How can you overcome the traditional tradeoff notions between cost, time and quality, and implement the right metrics? By prioritizing. “Pursuing time” allows simultaneous improvement along all three dimensions, rather than a requirement that trade-offs must be made by dimension. Efforts that focus on cost usually achieve only temporary savings – a reduced headcount assigned to the same workload results in increased error rate and excessive delays in time. Efforts that focus on error reduction (e.g., SOX) inevitably build up redundancy checks resulting in increases in cost and cycle time. Focus on cycle time reduction targets the improvement effort on anything that causes delays, which are caused by quality problems or constraints. The effort to fix these problems is what drives up costs.
In a service context, long-cycle times (a long close, a long payroll cycle, large amounts of time to collect or pay bills, etc.) mask issues related to poor order entry, customer unfriendly purchasing, journal entry errors, inaccurate operating databases, unavailable personnel/systems, rework, etc. Focusing on dramatically reducing cycle time exposes these problems. Once exposed, you can categorize the problems and determine their root causes. Eventually, you can design error detection and prevention into your processes with the goal of achieving zero defects. A relentless focus and pursuit of this goal will dramatically improve the performance and work tempo of your team.

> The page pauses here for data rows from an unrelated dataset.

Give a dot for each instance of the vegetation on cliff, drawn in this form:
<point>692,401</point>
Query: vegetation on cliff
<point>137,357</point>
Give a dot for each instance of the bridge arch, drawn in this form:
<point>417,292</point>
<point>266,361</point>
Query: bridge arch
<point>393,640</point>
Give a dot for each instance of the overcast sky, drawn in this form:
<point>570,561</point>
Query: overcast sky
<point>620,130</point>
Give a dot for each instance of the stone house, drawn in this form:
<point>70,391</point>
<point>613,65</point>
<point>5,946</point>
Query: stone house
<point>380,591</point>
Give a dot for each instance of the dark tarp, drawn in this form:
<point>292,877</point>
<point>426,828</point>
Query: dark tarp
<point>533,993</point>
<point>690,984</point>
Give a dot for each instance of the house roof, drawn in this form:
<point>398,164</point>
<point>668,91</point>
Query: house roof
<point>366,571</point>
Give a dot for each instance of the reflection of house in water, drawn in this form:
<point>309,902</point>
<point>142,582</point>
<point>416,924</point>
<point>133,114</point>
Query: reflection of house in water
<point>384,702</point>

Consider the financial close, an orchestrated process that aggregates the results from a number of information streams. It is guaranteed that if you target a four-day close or less, you will discover quality issues that were not previously detected. Measure every late, adjusting and immaterial entry delivered during each day of close. Do the same for reconciliations and reports. Categorize the reasons for each issue every month. Also, track the time that every employee works during close and where they spent their time. This collection does not have to be precise. It just has to get a rough estimate of where work is performed each month. After a few months of tracking these measurements alone, you will discover the root cause of almost every error and constraint in the close. And you will quickly be able to reallocate resources to deliver the right information to the right customers at the right time each month.
As you kick off your improvement efforts, reach out to your service providers and employees. Ask them their thoughts on which companies have the best back office performance. Introduce yourself to the leaders of these organizations and ask to trade information on your processes. As long as they are not competitors, they usually will comply with your request. Like you, they want to improve, too. Ask how they measure themselves. Ask which initiatives have succeeded and which have not. Ask how they are organized and why. This type of benchmarking – investigating other companies’ processes in depth while simultaneously investigating your own – yields the best results. It allows workers to analyze “why” they do what they do in detail and “how” they or others can do it better. And it just might prevent another worthless survey from being purchased.
- Takeaway questions:
- How do you measure the performance of your back office teams? Do these measures include cost as a percentage of revenue or headcount?
- Does your company’s performance evaluations include measure of timeliness, cost, quality or customer satisfaction of your teams?
- Do you base headcount or budget allocations on industry survey results?
- Do your back office teams benchmark their performance or structure against other organizations?